Prompting Is Dead
For three years, the AI interface was a box—the familiar prompt box. You typed, you waited, you read. The prompt box was the grand gesture of the LLMs era and, at the same time, the most awkward one. It asked you to articulate what you want before you even understand what it can give you.
At this year’s I/O, Google did something that looks like a coordinated attempt to bury it. Twelve features point in the same direction: an interface that watches you, predicts, and acts before you manage to type the first word.
Magic Pointer: the cursor learns to think
The most eloquent announcement was a cursor. Magic Pointer turns the mouse into a context-aware collaborator: you point to “this” or “that” on the screen, and Gemini understands what you mean without needing a full prompt. Pointing becomes language.
Google is starting with Chrome, but the logic is bigger. If AI sees what you see, typing becomes an unnecessary step between intent and execution.
Gemini Spark: the AI that works while you sleep
Gemini Spark doesn’t wait for instructions. It runs 24/7 on Google Cloud virtual machines, keeps browser sessions alive, touches connected apps and location data, completes multi-step tasks without asking again. In other words: an AI that keeps working when the laptop closes, the battery dies, or you simply disconnect.
The “assistant” paradigm ends here. This isn’t a helper. It’s a digital worker with its own shift.
For now, it’s available to trusted testers and is expected to roll out to Google AI Ultra subscribers in the US.

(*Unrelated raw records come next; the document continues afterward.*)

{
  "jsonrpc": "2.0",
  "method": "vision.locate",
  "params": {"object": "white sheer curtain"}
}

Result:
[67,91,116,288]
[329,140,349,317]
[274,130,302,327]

Search: from answers to actions
The biggest change—and the least noisy one—happened where Google was built: Search. AI Mode, with Gemini 3.5 Flash as the default, no longer returns links. You can upload files and media, continue from AI Overview into an agentic conversation, and assign Search agents to monitor the web, make bookings, and even build custom tools.
Google isn’t upgrading the search engine. It’s replacing it with something that executes. The search box—that other great empty box of our era—enters the same process of devaluation as the prompt.
Googlebook: the laptop reboots around Gemini
If the prompt is dying, the operating system itself has to be rewritten. Google introduced the Googlebook, a new category of AI-native laptop that unifies Android and ChromeOS into an operating system with Gemini as the central layer. Custom AI-built widgets, Magic Pointer built in, hardware partners ready for a fall launch.
It’s not a laptop with AI features. It’s an attempt to redefine what “personal computer” means when the interface is no longer mouse and keyboard, but intent and context.
Intelligent Eyewear: the screen leaves our hands
And around then, Google put Gemini into glasses. Intelligent Eyewear, in partnership with Warby Parker and Gentle Monster, ships in the fall as voice-first frames, with the display-equipped Project Aura to follow. The choice of partners is a statement in itself: not a geek prototype like Google Glass 2014, but glasses people would wear anyway.
Meta has already opened the field with Ray-Ban and more recently Oakley HSTN and has proven the market can support AI glasses if they’re signed by a brand people already trust. Google is entering the same game with the exact same logic.
The pattern behind the launches
If we look at all the announcements together, they share the same mechanical logic: less dictation from the user, more context from the system. In the current model, you had to explain what you want. In the model Google is building, the system knows what you’re looking at, where you are, which app you opened two minutes ago, and what’s on your calendar in an hour.
The prompt was the tax we paid because AI didn’t have enough context. Google is betting it can eliminate that tax.
And here is the real strategic story. Whoever controls the context layer controls the next interface. OpenAI has models. Anthropic has the enterprise. Google has something no one else has: your browser, your email, your calendar, your phone’s software, your search history, your geographic location, your documents in Drive.
It doesn’t need a better model to win. It only needs to turn all that context into an active layer.
The word that wasn’t said: surveillance
Of course, there’s also the word Google carefully avoided in the keynote: surveillance. A cursor that “understands” what you’re pointing at means someone is recording what you point at. A Spark that runs 24/7 in the cloud means actions of yours are being carried out by infrastructure you don’t control.
Glasses that see what you see mean a camera in other people’s faces. Gallup recently showed that 70% of Americans don’t want data centers in their neighborhood. That same suspicion will reach the interface as soon as people realize context-aware is a polite term for always on.
From explicit command to implicit consent
The prompt box had something humble about it: it forced you to choose what you would ask. Pointing, staring, ambient computing don’t offer the same luxury. Consent becomes implicit, baked into use.
At some point—probably soon—we’ll learn whether we prefer typing into an empty box or letting a system fill things in for us. Google is betting on the latter.